How to Compare CSV Files or Compare a CSV File to a Database Table
CSV files are a quick and convenient way to record structured data in a generic format. Because CSV files are so easy to create, multiple similar versions of very large CSV files can quickly proliferate. Often it becomes necessary to compare CSV files to find the desired version. In an ETL scenario, a data analyst may want to compare a CSV file to a database table for validation or to update data.
DiffDog, the unique XML-aware diff / merge tool from Altova, supports CSV as a native file format for comparison and can compare and selectively merge data CSV to CSV, or between a CSV file and database table. Let’s look at an example.
Since CSV files contain structured data, a CSV comparison is launched using the DiffDog Compare Database Data selection, either from the File menu or the tool icon. This opens a new comparison window where the user selects the left and right comparison objects.
Note that DiffDog lets you compare CSV files with comma, tab, or semicolon characters as column separators and files with or without header rows.
In the screenshot below, the user has selected left and right comparison files, mapped the files at the top level to compare all columns, and executed the comparison by clicking the green Compare tool icon at the top right side of the toolbar.

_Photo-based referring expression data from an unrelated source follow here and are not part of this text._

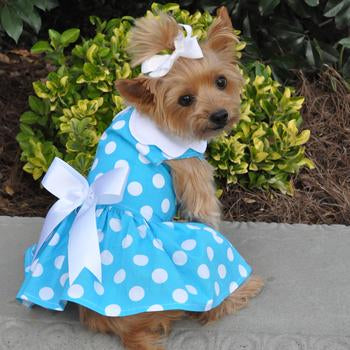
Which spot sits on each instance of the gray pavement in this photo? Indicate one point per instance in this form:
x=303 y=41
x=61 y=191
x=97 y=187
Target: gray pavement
x=305 y=304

Note the row count for each file near the object name and the not-equal icon in the connection link. These two CSV files have the same number of rows, but the contents are not identical. The column names are listed below each object name. You can deselect any individual connection to prevent comparison of that column.
Next, we want to see the exact differences between the CSV files. Right-clicking the unequal connection line opens a menu with an option to view detailed results.
The result window shows a detailed view of both files.
The navigation toolbar at the top lets you quickly locate the first difference between the files. Perhaps an order for customer number 544 was incorrectly entered and needed to be reclassified to a different region and sales rep.
You can select and merge individual differences between the CSV files within this window via a right-click context menu:
You can merge differences in either direction and save the results by updating the existing CSV files or saving new files with new names.
Compare CSV Files to Database Tables
A CSV to database comparison is opened simply by using the connection wizard to supply a database as the comparison object on either side. The illustration below shows our original CSV on the left side and a SQLite database on the right.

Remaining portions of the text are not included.